Saturn’s ring particles and airless moons are exposed to a large flux of interplanetary debris, principally comets and comet dust. Collisions with this debris are responsible for both physical and dynamical changes in objects orbiting about Saturn. Physical changes include cratering of large bodies and catastrophic disruption of small bodies. Dynamical changes, which are analyzed in this paper, include orbital alteration (principally of ring particles) and changes in spin state (which are only important for moons, as ring particle spins are continually altered by mutual collisions).

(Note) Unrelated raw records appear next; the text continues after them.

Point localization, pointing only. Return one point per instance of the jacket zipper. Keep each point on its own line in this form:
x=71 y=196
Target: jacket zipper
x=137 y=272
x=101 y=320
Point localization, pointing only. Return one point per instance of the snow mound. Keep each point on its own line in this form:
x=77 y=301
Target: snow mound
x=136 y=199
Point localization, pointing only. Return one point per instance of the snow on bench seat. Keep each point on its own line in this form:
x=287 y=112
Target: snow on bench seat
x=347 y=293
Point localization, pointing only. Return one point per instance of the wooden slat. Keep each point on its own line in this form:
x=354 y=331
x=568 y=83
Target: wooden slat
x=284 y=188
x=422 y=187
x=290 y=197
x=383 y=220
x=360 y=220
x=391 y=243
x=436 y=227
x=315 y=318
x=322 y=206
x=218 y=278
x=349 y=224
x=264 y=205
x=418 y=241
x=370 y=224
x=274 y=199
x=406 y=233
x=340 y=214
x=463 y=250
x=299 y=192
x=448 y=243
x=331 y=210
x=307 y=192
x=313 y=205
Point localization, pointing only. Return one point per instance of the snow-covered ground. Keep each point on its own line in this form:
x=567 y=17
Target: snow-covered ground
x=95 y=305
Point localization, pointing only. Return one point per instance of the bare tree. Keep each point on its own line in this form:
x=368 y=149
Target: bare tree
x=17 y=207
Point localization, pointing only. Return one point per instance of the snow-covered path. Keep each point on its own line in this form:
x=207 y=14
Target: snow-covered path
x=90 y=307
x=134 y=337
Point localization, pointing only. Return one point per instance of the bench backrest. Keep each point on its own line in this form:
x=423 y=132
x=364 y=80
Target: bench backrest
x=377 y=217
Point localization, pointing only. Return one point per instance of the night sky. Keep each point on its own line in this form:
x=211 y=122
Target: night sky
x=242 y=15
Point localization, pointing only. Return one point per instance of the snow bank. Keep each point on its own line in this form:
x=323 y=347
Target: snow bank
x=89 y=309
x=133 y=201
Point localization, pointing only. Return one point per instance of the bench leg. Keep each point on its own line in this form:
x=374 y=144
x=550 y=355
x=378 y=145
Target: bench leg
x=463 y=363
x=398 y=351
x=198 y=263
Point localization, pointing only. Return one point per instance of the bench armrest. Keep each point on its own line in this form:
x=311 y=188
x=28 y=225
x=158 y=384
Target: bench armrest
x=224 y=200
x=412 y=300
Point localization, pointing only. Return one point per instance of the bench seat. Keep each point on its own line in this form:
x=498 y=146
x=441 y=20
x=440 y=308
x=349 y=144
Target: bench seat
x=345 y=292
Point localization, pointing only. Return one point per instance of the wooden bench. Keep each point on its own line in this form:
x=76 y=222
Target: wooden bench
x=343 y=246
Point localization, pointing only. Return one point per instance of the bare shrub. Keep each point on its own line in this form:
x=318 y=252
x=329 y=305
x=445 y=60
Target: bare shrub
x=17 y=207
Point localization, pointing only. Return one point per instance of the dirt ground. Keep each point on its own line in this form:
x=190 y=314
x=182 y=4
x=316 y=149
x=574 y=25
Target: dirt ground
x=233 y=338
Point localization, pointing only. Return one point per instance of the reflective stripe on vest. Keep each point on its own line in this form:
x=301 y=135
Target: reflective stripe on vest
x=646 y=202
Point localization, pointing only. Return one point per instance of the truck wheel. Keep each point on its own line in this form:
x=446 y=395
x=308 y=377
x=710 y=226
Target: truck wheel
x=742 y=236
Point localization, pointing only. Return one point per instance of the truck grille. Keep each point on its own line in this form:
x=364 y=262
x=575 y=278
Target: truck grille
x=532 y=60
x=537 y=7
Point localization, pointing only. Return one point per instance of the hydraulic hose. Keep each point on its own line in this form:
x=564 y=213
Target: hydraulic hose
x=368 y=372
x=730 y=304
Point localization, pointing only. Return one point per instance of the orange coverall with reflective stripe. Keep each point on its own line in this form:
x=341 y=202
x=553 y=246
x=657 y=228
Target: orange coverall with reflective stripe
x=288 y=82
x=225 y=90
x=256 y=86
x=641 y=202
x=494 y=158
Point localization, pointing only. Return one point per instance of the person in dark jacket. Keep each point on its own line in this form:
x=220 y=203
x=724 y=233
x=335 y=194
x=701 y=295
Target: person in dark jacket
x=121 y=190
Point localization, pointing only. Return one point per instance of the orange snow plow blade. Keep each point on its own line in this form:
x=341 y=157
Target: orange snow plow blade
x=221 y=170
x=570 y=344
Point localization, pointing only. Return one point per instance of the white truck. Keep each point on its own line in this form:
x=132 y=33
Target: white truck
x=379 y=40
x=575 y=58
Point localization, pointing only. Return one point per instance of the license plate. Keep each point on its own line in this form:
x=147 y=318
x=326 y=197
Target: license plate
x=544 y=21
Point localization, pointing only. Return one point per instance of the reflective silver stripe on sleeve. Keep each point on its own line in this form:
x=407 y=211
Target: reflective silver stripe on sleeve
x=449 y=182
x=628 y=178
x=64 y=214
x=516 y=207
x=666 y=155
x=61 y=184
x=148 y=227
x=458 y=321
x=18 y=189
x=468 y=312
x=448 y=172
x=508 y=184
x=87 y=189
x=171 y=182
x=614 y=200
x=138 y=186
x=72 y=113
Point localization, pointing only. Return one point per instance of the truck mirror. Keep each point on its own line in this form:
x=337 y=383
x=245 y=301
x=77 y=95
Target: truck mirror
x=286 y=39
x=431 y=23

Saturn’s rings are rapidly being eroded by impacts of hypervelocity meteoroids in cometary orbits. Ejecta from these impacts will, in most cases, remain in orbit about Saturn and eventually be reaccreted by the rings, possibly at a different radial location. The resulting mass transport has been suggested as the cause of some of the features observed in Saturn’s rings (see Durisen 1984 for a review). Previous attempts to model this transport have used numerical simulations which have not included effects of angular momentum transport coincident with this mass transport. I have developed an analytic model for ballistic mass transport in Saturn’s rings. The model includes the effects of angular momentum advection and shows that the net material movement due to the combined effects of mass and angular momentum transport is roughly half that calculated when angular momentum advection is ignored. See Lissauer (1984) for further details.

All of Saturn’s mid-sized moons are rotating synchronously with their orbital period; thus, the same hemisphere of these moons always faces the planet, and the same point is always at the center of the satellite’s leading hemisphere (the apex). The satellites orbit Saturn with velocities ranging from 14 km/sec for Mimas to 8.5 km/sec for Rhea and 3.3 km/sec for Iapetus. These speeds are a significant fraction of the encounter velocities between comets and the Saturn system (~ 10−25 km/sec); thus, due to a type of “windshield effect” (more raindrops hit the windshield of a moving car than hit the rear window), more comets will collide with the moons’ leading hemispheres than with their trailing hemispheres; also, higher relative velocities between comets and the moons will lead to larger craters for impacts by comets of a given mass on the leading hemispheres. The combination of these effects suggests that regions of the satellites’ surfaces near the apex should be much more heavily cratered than regions near the antapex (Shoemaker and Wolfe 1982). Such a major cratering asymmetry has not been observed (Plescia and Boyce 1983). A similar situation exists for Jupiter’s moons Ganymede and Callisto (Passey and Shoemaker 1982).

McKinnon (1981) suggested that stochastic reorientation of the moons by impact-induced “spinup” during the establishment of the cratering record tended to equilibrate the crater densities between hemispheres. I have re-examined the dynamics of this problem, and I conclude that most impacts large enough to have caused “spinup” would have catastrophically disrupted the moons in question (Lissauer 1985).